Partagé depuis sa plus tendre enfance par les idées antisémites et antimaçonniques de son grand-père et par le carbonarisme de son père, le Capiston Simonini évolue dans un environnement familial militant. La carrière de faussaire qu'il embrasse avec brio à Turin avec sa "brocante de couverture", l'initie peu à peu aux intrigues politiques pour lesquelles il possède un talent certain. Ses activités clandestines et son don de stratège le mènent naturellement vers une carriière d'espion pour les services secrets piémontais, français puis russes. Après avoir participé à la chute des carbonari en infiltrant les services garibaldiens, il se consacre en parallèle de ses activités d'espionnage, à l'écriture des "protocoles des Sages de Sion" (en russe : Протоколы сионских мудрецов ou Сионские протоколы, l'un des plus grands faux de l'histoire) dans l'idée de démontrer l'existence du complot judéo-maçonnique. La fin de l'Empire, la guerre franco-allemande de 1870, la Commune de Paris et l'Affaire Dreyfus qui servent entre autres, de toile de fond à l'intrigue du Cimetière de Prague, mêlent conspirations, espionnage, messes noires, asile psychiatrique dans un ensemble dense et chaotique qui ne laisse de brouiller le lecteur...
Avec son Cimetière de Prague,
Umberto Eco livre un récit labyrinthique dont la complexité est accentuée par la double personnalité de Simonini : le journal intime par lequel le lecteur découvre l'histoire, est à la fois rédigé par Simonini et un certain Abbé Dalla Piccola. Ces deux personnages sont-ils la même personne ? Les troubles de mémoire de l'un sont compensés par les souvenirs de l'autre par le truchement des témoignages rapportés alternativement dans le même journal. L'intervention d'un narrateur externe faisant le point sur les récits de Simonini/Piccola alourdissent l'intrigue.

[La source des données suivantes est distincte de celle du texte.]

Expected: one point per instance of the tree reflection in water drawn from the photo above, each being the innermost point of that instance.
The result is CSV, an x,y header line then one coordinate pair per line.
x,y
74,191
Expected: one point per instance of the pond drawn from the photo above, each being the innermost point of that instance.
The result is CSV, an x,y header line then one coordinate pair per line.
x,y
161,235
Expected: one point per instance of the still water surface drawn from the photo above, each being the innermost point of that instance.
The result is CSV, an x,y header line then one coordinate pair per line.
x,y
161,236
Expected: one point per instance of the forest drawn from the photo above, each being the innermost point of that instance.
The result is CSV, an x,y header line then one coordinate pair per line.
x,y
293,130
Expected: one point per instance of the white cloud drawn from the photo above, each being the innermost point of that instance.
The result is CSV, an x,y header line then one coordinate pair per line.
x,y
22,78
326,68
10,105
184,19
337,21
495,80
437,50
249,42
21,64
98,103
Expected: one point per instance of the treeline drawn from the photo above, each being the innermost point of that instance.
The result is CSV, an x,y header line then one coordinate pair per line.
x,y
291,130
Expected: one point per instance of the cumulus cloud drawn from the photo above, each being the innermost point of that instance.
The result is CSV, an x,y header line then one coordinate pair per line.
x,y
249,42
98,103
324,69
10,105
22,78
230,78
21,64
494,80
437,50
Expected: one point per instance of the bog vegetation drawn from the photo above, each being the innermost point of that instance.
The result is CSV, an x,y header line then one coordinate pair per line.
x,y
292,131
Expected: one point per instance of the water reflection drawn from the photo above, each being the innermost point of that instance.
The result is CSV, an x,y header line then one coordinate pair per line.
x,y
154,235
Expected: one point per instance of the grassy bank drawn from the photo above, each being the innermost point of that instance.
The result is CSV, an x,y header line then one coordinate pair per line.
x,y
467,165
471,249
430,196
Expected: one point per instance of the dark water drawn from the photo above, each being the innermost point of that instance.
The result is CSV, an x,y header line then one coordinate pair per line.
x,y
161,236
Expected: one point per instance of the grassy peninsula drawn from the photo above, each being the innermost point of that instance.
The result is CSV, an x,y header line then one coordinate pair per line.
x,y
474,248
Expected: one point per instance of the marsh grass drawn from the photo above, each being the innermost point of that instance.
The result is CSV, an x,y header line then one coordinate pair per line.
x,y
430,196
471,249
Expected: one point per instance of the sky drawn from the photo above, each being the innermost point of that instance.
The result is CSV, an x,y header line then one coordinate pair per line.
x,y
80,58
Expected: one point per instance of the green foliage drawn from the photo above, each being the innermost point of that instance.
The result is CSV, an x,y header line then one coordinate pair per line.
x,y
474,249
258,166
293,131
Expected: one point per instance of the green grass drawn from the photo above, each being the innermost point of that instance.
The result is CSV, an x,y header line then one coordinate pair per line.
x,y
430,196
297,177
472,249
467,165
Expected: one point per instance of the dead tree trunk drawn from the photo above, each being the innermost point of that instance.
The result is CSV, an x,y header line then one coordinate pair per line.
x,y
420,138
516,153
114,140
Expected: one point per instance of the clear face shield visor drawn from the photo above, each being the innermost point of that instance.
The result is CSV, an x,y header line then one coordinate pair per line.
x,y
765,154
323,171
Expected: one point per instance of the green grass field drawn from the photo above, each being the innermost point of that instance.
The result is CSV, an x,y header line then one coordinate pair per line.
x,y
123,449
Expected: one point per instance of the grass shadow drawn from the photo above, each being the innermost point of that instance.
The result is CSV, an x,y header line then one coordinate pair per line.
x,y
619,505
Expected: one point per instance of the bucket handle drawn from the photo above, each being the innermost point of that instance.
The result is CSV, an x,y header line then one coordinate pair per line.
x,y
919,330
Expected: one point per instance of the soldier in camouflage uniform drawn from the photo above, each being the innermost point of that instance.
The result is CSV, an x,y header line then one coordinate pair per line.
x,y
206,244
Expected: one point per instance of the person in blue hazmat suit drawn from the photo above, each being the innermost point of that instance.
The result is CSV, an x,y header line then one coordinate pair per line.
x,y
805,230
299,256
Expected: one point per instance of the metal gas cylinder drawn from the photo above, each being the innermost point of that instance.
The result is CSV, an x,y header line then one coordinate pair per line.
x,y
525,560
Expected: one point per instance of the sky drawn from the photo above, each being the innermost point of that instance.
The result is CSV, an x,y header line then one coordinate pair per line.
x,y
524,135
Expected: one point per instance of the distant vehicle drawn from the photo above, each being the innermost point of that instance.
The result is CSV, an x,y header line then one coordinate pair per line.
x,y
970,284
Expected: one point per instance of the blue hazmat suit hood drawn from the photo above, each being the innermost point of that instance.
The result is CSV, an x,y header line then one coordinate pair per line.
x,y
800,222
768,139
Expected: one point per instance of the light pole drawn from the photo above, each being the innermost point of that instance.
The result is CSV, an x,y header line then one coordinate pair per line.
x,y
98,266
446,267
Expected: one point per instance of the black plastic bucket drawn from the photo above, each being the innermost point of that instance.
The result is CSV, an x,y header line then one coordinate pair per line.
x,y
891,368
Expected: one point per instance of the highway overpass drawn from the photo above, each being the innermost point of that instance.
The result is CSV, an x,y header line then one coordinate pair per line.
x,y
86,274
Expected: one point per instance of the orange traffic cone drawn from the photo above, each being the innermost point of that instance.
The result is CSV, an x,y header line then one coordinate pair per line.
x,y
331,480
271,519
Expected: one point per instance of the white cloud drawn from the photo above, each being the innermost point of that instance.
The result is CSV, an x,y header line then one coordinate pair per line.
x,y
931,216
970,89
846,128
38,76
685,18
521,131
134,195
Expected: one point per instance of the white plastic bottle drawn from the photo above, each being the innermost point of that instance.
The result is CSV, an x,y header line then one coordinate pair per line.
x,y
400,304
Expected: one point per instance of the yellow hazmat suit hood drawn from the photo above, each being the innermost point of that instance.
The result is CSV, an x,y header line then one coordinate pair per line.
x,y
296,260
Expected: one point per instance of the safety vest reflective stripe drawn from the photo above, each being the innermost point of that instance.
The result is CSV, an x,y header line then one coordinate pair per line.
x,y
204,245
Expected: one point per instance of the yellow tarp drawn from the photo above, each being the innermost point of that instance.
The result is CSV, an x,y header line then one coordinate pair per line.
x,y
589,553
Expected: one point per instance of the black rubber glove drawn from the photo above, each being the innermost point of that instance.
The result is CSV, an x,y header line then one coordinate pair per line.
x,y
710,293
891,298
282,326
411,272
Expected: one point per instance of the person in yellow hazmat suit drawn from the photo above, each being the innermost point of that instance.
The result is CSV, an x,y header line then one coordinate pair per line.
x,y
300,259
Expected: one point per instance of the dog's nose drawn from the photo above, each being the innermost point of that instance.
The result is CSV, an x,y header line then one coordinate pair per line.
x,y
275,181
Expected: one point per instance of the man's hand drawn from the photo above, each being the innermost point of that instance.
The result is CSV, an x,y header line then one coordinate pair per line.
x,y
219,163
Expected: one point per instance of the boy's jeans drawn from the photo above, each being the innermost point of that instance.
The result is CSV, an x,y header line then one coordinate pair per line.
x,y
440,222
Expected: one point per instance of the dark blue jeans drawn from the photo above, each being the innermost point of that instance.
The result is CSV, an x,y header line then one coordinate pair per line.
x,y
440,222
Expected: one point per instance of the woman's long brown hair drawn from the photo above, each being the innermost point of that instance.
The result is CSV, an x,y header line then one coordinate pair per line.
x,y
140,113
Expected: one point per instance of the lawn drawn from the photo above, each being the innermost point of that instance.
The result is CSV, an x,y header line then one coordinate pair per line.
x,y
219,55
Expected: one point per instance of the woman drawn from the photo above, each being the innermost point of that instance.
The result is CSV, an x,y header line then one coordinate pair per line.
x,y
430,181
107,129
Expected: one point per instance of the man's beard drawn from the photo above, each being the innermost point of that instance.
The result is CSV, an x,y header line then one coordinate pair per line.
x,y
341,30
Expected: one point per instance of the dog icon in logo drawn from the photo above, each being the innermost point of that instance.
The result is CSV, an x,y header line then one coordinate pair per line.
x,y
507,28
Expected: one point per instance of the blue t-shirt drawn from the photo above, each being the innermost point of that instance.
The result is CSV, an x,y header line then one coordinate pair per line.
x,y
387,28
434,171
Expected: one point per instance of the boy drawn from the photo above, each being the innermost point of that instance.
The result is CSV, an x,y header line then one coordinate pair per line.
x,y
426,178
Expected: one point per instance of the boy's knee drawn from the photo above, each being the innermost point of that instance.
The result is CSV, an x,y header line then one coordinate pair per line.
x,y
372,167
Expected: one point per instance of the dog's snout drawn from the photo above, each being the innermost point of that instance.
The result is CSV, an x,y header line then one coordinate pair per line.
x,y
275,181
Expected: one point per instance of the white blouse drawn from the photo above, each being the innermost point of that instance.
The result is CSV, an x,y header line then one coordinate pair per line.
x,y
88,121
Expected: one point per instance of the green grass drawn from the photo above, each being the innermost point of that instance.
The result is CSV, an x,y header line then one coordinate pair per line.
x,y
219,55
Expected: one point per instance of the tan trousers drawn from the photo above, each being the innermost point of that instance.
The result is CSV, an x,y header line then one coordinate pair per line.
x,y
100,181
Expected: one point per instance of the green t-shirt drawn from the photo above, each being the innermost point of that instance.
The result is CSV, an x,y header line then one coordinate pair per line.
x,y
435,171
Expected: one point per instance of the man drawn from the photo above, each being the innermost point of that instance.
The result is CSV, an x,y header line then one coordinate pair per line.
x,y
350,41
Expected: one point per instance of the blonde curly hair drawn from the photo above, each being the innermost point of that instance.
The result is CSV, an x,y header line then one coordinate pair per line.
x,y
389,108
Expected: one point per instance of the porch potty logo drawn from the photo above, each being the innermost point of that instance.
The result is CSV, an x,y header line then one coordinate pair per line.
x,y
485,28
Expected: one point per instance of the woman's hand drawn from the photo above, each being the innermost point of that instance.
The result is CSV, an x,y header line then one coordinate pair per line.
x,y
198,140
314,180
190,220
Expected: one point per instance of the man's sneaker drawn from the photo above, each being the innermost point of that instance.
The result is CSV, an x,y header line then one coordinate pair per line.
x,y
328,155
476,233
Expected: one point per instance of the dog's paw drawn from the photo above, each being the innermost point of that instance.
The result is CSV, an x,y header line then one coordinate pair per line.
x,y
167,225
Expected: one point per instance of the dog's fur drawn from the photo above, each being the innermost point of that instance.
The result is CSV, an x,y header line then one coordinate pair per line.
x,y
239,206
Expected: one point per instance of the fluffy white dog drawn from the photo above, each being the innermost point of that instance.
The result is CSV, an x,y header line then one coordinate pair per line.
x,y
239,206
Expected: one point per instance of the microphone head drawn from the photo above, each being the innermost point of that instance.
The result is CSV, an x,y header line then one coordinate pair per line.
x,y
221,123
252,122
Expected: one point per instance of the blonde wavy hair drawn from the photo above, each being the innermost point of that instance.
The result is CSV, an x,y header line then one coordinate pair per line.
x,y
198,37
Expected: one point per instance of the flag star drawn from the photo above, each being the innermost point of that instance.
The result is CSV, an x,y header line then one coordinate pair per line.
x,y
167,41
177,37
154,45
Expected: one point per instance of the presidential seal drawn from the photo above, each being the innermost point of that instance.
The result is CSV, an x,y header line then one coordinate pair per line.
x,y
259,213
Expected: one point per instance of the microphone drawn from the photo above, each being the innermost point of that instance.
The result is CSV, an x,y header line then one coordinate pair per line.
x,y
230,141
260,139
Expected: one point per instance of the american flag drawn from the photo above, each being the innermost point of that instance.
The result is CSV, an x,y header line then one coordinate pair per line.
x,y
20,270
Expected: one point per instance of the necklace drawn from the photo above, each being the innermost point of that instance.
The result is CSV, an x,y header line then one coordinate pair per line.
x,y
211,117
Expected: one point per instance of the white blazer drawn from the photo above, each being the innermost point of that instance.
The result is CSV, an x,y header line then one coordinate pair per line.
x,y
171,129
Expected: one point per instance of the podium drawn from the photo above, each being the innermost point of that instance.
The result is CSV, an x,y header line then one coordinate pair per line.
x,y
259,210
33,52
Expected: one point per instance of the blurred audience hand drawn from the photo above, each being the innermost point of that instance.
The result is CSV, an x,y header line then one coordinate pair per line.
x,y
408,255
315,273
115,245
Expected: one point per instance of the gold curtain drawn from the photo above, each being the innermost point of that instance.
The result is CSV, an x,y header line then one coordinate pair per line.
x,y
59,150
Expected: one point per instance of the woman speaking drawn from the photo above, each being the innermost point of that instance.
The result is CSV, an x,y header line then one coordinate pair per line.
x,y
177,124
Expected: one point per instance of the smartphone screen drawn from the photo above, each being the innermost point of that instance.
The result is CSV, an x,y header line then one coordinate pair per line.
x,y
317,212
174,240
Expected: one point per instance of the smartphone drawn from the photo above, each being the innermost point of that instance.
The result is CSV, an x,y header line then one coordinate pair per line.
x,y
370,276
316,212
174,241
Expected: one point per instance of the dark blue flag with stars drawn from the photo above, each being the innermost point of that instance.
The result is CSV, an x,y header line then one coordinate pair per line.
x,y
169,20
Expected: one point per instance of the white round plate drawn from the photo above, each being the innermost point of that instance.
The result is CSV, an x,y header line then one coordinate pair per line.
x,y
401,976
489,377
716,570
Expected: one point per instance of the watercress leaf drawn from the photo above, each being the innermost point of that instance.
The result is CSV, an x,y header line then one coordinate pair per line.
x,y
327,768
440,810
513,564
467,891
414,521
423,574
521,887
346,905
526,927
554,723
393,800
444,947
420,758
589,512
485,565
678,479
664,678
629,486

le cimetière de Prague confond donc le lecteur sur de nombreux points : dualité du personnage de Simonini/Piccola, intervention d'un narrateur tiers, double-jeu des personnages, nombreuses digressions de Simonini, nombreux flash-back dans le temps, mélange histoire/fiction sur un sujet d'emblée polémique. On connait certes
Umberto Eco pour ses intrigues alambiquées et ses références érudites mais le mélange histoire/fiction qui n'est pas en soi un obstacle à l'intrigue, amène une confusion malheureuse des genres : le rôle et le degré d'implication des personnages fictifs ou réels dans l'intrigue, les alternances entre passé et présent, les troubles de mémoire de Simonini/Piccola font de ce roman riche et prolifique, un récit qui ne se laisse pas facilement dompter. Et
Umberto Eco ne s'en cache pas : c'est même avec cynisme qu'il s'explique dans ses Inutiles précisions érudites en ces termes : "C'est la fatale dyscrasie entre story et plot, comme disent les Anglo-saxons, ou pire, comme disaient les formalistes russes (tous juifs), entre fabula et sjuzet ou intrigue. le narrateur, à vrai dire, a souvent peiné pour s'y retrouver, mais il pense qu'un bon lecteur pourrait se passer de ces subtilités et jouir également de l'histoire." p.562. Selon les avis, on pourrait penser qu'
Umberto Eco fait assez peu cas de ses lecteurs et que son plaisir a surtout résidé dans son travail d'écriture. Ce fut mon cas.